Validating and Non-Validating Mode Support

The Java, C, and C++ parsers can parse XML in validating or non-validating modes. In non-validating mode, the parser verifies that the XML is well-formed and parses the data into a tree of objects that can be manipulated by the DOM API. In validating mode, the parser verifies that the XML is well-formed and validates the XML data against the DTD (if any). Validation involves checking whether or not the attribute names and element tags are legal, whether nested elements belong where they are, and so on.

Example Code

See Chapter 24, "Using XML Parser for PL/SQL" for example code and suggestions on how to use the XML Parsers.

IXML Parser for PL/SQL Directory Structure

The following lists the XML Parser for PL/SQL directory structure in $ORACLE_HOME/xdk/plsql/parser:

Windows NT
- license.html - copy of license agreement
- readme.html - release and installation notes
- doc\ - directory for parser apis.
- lib\ - directory for parser sql and class files
- sample\ - sample code
UNIX
- license.html -- copy of license agreement
- readme.html -- release and installation notes
- doc/ -- directory for parser apis
- lib/ -- directory for parser sql and class files
- sample/ -- sample code files

DOM and SAX APIs

XML APIs generally fall into two categories: event-based and tree-based.

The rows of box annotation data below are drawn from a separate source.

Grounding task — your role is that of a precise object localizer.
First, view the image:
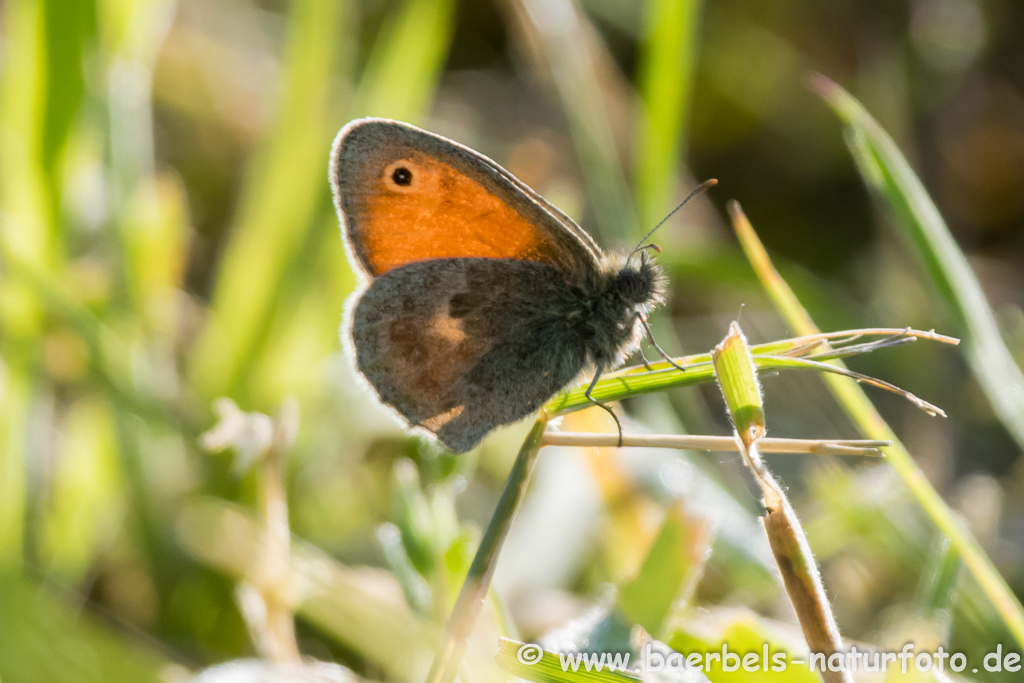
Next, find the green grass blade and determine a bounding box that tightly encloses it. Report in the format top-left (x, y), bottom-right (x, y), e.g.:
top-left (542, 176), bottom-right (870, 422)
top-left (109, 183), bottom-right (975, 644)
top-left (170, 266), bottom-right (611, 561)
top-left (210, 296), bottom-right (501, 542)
top-left (635, 0), bottom-right (702, 226)
top-left (545, 328), bottom-right (956, 415)
top-left (190, 0), bottom-right (346, 398)
top-left (427, 411), bottom-right (549, 683)
top-left (730, 204), bottom-right (1024, 645)
top-left (813, 77), bottom-right (1024, 454)
top-left (510, 0), bottom-right (636, 237)
top-left (352, 0), bottom-right (456, 122)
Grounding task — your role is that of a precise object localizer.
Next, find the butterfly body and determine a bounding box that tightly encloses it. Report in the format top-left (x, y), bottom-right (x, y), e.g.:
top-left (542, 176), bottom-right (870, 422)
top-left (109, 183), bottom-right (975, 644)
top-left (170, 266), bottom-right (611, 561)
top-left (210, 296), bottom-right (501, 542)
top-left (331, 119), bottom-right (664, 452)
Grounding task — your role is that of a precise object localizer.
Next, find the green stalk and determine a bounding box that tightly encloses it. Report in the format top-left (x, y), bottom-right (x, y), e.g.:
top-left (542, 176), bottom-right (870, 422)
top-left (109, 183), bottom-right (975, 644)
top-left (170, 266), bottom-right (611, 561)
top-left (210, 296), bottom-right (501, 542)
top-left (426, 410), bottom-right (550, 683)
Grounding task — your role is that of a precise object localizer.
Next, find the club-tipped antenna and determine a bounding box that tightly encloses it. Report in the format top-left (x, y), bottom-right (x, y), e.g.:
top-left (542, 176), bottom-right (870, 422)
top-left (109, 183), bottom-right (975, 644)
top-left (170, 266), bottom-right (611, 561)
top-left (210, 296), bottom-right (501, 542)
top-left (631, 178), bottom-right (718, 254)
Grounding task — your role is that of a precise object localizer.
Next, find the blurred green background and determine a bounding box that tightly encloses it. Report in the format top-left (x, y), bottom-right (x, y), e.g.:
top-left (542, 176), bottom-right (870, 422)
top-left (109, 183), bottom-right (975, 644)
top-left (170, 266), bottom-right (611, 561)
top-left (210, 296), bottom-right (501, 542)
top-left (0, 0), bottom-right (1024, 683)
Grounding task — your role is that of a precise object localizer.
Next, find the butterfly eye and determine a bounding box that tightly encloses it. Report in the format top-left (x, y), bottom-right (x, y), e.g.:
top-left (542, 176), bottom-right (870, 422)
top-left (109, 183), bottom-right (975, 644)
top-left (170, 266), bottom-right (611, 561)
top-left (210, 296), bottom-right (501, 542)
top-left (391, 166), bottom-right (413, 187)
top-left (384, 159), bottom-right (420, 191)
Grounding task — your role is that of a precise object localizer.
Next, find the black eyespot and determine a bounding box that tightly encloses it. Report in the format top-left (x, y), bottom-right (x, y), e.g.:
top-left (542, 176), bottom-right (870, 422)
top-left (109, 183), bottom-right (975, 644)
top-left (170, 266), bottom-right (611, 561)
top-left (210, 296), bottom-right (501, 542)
top-left (391, 166), bottom-right (413, 187)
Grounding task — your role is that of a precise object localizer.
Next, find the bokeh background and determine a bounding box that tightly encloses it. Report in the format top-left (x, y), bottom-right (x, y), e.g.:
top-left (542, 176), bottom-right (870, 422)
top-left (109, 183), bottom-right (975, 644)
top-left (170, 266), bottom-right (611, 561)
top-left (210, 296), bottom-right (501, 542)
top-left (0, 0), bottom-right (1024, 683)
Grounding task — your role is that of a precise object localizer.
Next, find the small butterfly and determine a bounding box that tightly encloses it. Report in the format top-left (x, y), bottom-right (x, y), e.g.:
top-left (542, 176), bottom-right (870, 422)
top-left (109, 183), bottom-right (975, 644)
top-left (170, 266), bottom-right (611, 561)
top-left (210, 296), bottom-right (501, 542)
top-left (330, 119), bottom-right (714, 453)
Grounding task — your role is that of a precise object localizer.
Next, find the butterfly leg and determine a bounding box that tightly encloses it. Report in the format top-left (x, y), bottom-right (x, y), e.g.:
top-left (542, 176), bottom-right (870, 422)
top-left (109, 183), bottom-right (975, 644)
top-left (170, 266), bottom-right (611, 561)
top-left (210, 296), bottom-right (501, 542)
top-left (637, 348), bottom-right (654, 371)
top-left (640, 315), bottom-right (686, 373)
top-left (583, 364), bottom-right (623, 447)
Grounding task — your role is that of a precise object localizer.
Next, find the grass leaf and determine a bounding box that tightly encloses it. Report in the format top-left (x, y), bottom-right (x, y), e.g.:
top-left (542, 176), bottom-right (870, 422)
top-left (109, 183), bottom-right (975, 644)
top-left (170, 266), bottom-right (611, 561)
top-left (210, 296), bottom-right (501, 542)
top-left (812, 77), bottom-right (1024, 446)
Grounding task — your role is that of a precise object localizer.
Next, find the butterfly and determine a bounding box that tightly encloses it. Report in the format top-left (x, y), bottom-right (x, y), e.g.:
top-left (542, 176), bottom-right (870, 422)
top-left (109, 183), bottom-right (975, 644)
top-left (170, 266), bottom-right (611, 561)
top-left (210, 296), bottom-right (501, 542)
top-left (330, 119), bottom-right (713, 453)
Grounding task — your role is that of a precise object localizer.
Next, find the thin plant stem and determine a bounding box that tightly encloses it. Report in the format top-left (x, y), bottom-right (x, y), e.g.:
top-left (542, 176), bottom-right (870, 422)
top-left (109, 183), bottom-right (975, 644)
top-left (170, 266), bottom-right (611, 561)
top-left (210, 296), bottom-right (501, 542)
top-left (426, 410), bottom-right (550, 683)
top-left (543, 430), bottom-right (891, 458)
top-left (729, 202), bottom-right (1024, 646)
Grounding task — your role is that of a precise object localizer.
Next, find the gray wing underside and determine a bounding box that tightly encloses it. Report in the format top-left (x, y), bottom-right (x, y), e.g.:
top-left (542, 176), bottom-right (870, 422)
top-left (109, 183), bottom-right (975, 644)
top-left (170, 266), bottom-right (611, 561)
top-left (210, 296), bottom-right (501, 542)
top-left (351, 259), bottom-right (586, 453)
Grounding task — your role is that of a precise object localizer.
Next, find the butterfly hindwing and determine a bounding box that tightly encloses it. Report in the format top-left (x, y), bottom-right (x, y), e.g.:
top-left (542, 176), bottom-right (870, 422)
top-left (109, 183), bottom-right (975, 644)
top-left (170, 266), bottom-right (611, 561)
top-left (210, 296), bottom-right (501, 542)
top-left (351, 258), bottom-right (586, 453)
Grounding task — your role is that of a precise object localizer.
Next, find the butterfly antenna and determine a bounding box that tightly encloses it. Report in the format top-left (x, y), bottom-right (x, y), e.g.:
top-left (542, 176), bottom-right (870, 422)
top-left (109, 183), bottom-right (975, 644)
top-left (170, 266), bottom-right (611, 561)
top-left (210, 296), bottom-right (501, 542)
top-left (632, 178), bottom-right (718, 254)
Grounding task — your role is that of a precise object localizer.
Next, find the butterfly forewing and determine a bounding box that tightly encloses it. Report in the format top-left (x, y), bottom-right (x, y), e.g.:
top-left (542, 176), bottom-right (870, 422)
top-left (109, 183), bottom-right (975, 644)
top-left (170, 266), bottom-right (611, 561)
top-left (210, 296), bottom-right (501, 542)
top-left (331, 119), bottom-right (598, 280)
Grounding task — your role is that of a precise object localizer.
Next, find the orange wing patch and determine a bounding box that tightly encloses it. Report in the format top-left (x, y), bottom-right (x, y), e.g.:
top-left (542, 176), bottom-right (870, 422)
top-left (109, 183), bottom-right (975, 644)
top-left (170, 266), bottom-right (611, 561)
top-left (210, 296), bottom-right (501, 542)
top-left (352, 152), bottom-right (559, 275)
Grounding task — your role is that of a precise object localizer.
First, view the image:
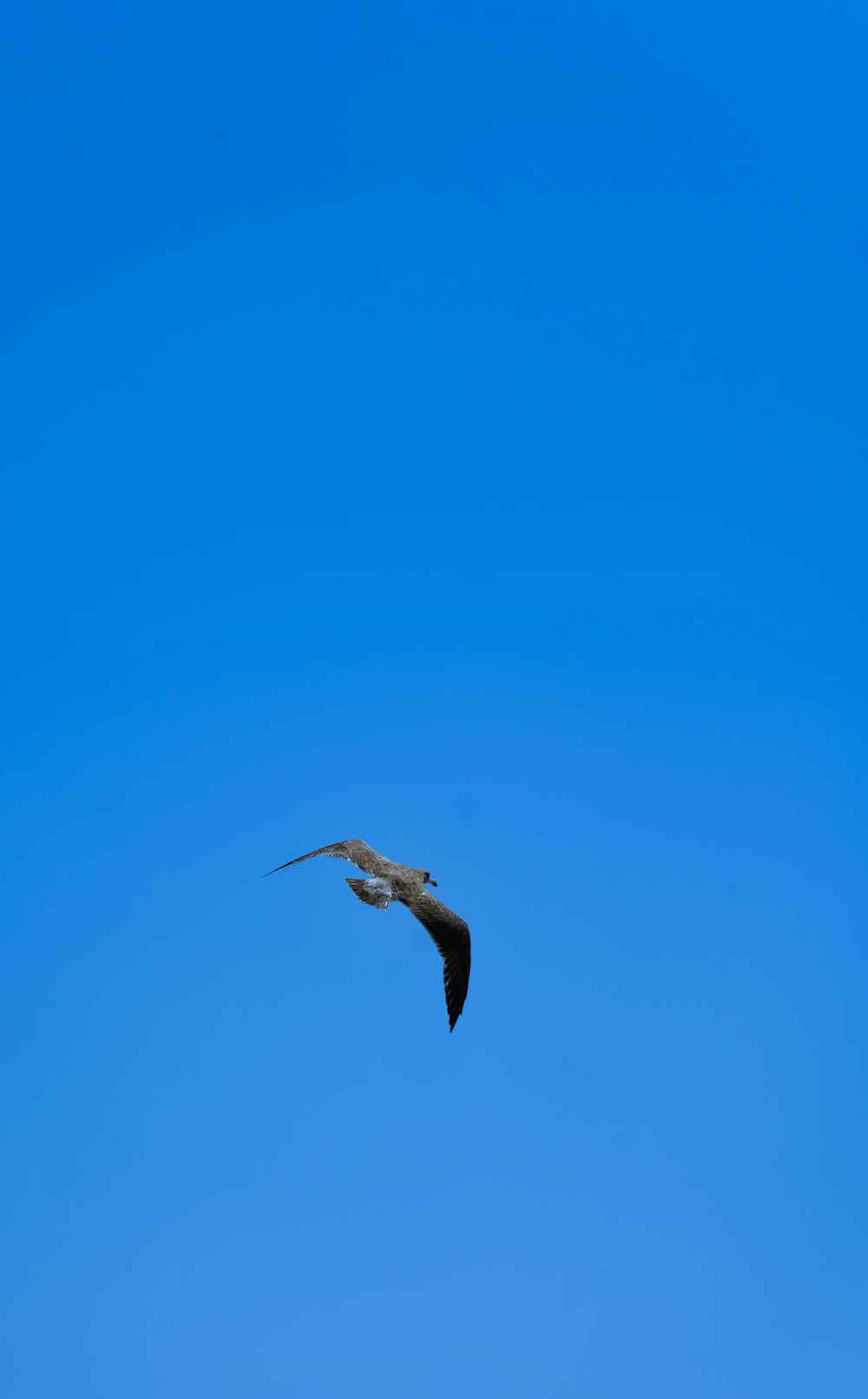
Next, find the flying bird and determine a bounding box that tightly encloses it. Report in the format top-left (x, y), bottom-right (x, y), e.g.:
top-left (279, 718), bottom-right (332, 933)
top-left (263, 841), bottom-right (470, 1034)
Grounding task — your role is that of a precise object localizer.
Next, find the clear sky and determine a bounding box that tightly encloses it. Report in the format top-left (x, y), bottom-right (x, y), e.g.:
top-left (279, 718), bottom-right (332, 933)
top-left (0, 0), bottom-right (868, 1399)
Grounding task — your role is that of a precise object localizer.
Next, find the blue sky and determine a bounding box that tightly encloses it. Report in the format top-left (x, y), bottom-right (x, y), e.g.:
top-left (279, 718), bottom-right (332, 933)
top-left (0, 0), bottom-right (868, 1399)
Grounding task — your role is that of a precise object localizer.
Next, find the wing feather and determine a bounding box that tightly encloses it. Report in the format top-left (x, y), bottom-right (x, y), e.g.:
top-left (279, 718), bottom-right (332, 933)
top-left (401, 890), bottom-right (470, 1033)
top-left (263, 841), bottom-right (385, 879)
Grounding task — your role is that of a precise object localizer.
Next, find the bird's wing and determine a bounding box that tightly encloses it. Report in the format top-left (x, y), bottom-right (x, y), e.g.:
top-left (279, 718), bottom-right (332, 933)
top-left (401, 890), bottom-right (470, 1033)
top-left (263, 841), bottom-right (385, 879)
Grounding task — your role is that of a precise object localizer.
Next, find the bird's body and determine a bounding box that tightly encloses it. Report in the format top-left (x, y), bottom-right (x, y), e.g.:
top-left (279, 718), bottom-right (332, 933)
top-left (262, 841), bottom-right (470, 1031)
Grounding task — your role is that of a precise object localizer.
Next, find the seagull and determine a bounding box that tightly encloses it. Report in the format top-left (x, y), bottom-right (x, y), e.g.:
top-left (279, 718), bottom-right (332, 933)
top-left (263, 841), bottom-right (470, 1034)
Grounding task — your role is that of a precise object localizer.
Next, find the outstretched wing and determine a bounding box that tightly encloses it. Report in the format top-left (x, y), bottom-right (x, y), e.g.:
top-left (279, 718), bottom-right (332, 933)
top-left (401, 890), bottom-right (470, 1033)
top-left (263, 841), bottom-right (385, 879)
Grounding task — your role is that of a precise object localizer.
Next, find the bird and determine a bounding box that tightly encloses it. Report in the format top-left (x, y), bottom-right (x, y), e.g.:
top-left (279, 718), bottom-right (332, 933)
top-left (263, 841), bottom-right (470, 1034)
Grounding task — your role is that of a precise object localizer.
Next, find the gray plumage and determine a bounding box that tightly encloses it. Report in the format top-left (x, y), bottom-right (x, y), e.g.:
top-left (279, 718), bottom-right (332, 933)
top-left (263, 841), bottom-right (470, 1033)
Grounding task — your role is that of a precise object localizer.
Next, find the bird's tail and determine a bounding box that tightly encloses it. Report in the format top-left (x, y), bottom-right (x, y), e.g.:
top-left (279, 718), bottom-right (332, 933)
top-left (346, 879), bottom-right (389, 908)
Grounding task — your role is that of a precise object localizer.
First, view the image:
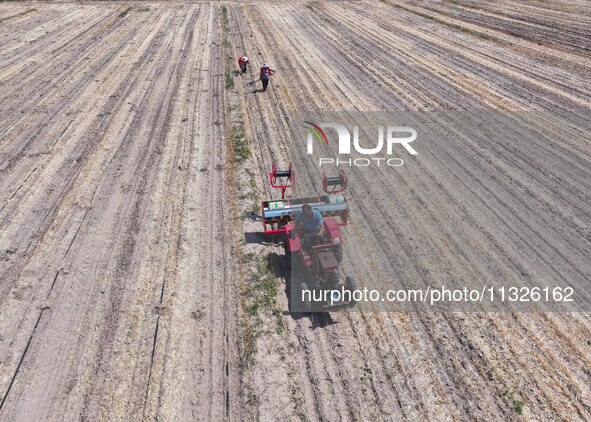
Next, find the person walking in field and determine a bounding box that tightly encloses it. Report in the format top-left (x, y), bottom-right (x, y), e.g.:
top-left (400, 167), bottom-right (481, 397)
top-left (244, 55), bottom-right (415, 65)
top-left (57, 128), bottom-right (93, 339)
top-left (238, 54), bottom-right (250, 75)
top-left (260, 63), bottom-right (276, 91)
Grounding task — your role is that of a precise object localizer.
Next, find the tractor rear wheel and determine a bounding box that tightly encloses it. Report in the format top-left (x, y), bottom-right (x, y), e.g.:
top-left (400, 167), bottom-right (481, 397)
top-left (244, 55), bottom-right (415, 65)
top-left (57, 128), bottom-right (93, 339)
top-left (345, 276), bottom-right (357, 303)
top-left (283, 239), bottom-right (291, 271)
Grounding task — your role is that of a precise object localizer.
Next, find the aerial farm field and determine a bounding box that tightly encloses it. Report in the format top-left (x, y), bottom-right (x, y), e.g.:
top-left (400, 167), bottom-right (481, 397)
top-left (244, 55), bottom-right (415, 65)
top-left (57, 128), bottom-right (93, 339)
top-left (0, 0), bottom-right (591, 421)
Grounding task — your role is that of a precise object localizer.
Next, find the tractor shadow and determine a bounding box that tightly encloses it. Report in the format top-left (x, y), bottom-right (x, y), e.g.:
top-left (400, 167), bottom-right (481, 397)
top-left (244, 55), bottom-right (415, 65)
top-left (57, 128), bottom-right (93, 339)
top-left (267, 252), bottom-right (337, 329)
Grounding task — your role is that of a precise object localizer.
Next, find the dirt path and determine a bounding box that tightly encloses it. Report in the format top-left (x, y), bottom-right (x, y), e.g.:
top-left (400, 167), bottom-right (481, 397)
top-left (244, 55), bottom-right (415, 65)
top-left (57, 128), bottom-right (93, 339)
top-left (0, 4), bottom-right (238, 420)
top-left (0, 0), bottom-right (591, 421)
top-left (225, 2), bottom-right (590, 420)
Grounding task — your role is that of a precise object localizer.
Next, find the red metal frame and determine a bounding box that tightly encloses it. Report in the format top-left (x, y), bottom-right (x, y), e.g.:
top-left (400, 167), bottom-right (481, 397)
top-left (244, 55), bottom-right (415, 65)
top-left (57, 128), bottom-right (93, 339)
top-left (322, 170), bottom-right (348, 194)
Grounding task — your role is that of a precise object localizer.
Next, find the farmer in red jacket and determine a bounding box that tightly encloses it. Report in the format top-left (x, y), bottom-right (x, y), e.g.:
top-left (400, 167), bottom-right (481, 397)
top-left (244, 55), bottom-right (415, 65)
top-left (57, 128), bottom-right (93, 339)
top-left (238, 54), bottom-right (250, 74)
top-left (260, 63), bottom-right (276, 91)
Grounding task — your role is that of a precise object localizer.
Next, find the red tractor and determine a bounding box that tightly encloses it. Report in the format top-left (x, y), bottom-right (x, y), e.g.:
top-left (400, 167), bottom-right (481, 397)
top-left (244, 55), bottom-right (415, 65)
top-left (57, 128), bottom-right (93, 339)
top-left (261, 165), bottom-right (357, 312)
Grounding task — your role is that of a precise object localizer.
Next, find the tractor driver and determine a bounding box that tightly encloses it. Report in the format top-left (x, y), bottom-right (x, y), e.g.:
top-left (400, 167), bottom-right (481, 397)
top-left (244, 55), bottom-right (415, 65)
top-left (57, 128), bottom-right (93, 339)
top-left (295, 204), bottom-right (324, 250)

An event-based API (such as SAX) uses callbacks to report parsing events to the application. The application deals with these events through customized event handlers. Events include the start and end of elements and characters. Unlike tree-based APIs, event-based APIs usually do not build in-memory tree representations of the XML documents. Therefore, in general, SAX is useful for applications that do not need to manipulate the XML tree, such as search operations, among others. For example, the following XML document:

<?xml version="1.0"?>
  <EMPLIST>
    <EMP>
     <ENAME>MARTIN</ENAME>
    </EMP>
    <EMP>
     <ENAME>SCOTT</ENAME>
    </EMP>
  </EMPLIST>

Becomes a series of linear events:

start document
start element: EMPLIST
start element: EMP
start element: ENAME
characters: MARTIN
end element: EMP
start element: EMP
start element: ENAME
characters: SCOTT
end element: EMP 
end element: EMPLIST
end document

A tree-based API (such as DOM) builds an in-memory tree representation of the XML document. It provides classes and methods for an application to navigate and process the tree. In general, the DOM interface is most useful for structural manipulations of the XML tree, such as reordering elements, adding or deleting elements and attributes, renaming elements, and so on.